The specific details of USB drivers are a separate topic in this course.
Course attendees receive the following documentation:
- A practice book containing copies of the presentations, sample driver texts, exercises, answers to the exercises, and background information. In addition, the course documentation of the Linux Foundation course LFD430 is part of the handouts.
- Shortly after the course the student will receive a certificate as a proof of participation
- This course teaches the design and construction of a device driver for Linux systems. In-depth information about the interface between the device driver and the rest of the Linux kernel is an important part of the course.
This course is intended for experienced (system) programmers who have to design, develop and maintain device drivers for Linux.
Onderstaande voorkennis is vereist:
Students must be fluent in C programming. Furthermore, a general understanding of Linux system programming is preferred.

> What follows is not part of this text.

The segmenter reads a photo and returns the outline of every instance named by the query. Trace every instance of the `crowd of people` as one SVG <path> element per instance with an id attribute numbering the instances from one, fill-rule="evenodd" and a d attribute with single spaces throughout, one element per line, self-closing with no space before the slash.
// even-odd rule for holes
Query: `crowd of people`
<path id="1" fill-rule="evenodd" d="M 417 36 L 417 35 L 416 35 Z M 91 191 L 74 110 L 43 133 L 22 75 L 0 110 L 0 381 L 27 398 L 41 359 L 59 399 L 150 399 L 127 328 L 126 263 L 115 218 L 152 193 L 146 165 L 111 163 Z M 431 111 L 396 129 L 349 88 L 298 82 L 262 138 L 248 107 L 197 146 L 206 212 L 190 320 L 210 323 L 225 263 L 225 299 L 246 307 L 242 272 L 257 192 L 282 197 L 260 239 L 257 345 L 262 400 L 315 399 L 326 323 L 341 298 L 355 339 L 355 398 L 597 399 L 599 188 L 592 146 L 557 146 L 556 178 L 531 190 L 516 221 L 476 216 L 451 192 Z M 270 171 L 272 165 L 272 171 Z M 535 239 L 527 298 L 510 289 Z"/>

The specific hardware details of devices must be obtained from the documents of the hardware manufacturer.
Block and network drivers are extensively covered in the course handouts, but experience shows that students prefer character drivers to take up all course hours. Please contact us in time before the course if block and/or network drivers are important to you.
- Recapitulation of kernel mechanisms.
- General functionality of a driver: different types of drivers, physical I/O, major and minor numbers. Loadable versus static drivers.
- Driver entry points: character, block, network.
- General mechanisms: Sleep and wakeup (wait queues). Buffer allocation. Timer handling. Interrupt handling.
- Configuration and initialization: Error logging, debugging, the /sys and /dev file systems.
- Character drivers: Data transport between user mode and kernel mode, error codes, the ioctl interface.
- Block drivers: Buffer management, mount and unmount, request queues and the request-routine, interrupt and start routines.
- USB drivers: the USB-skeleton driver dissected, probe, release, including an extensive lab exercise using a hardware board available to each student in the class-room.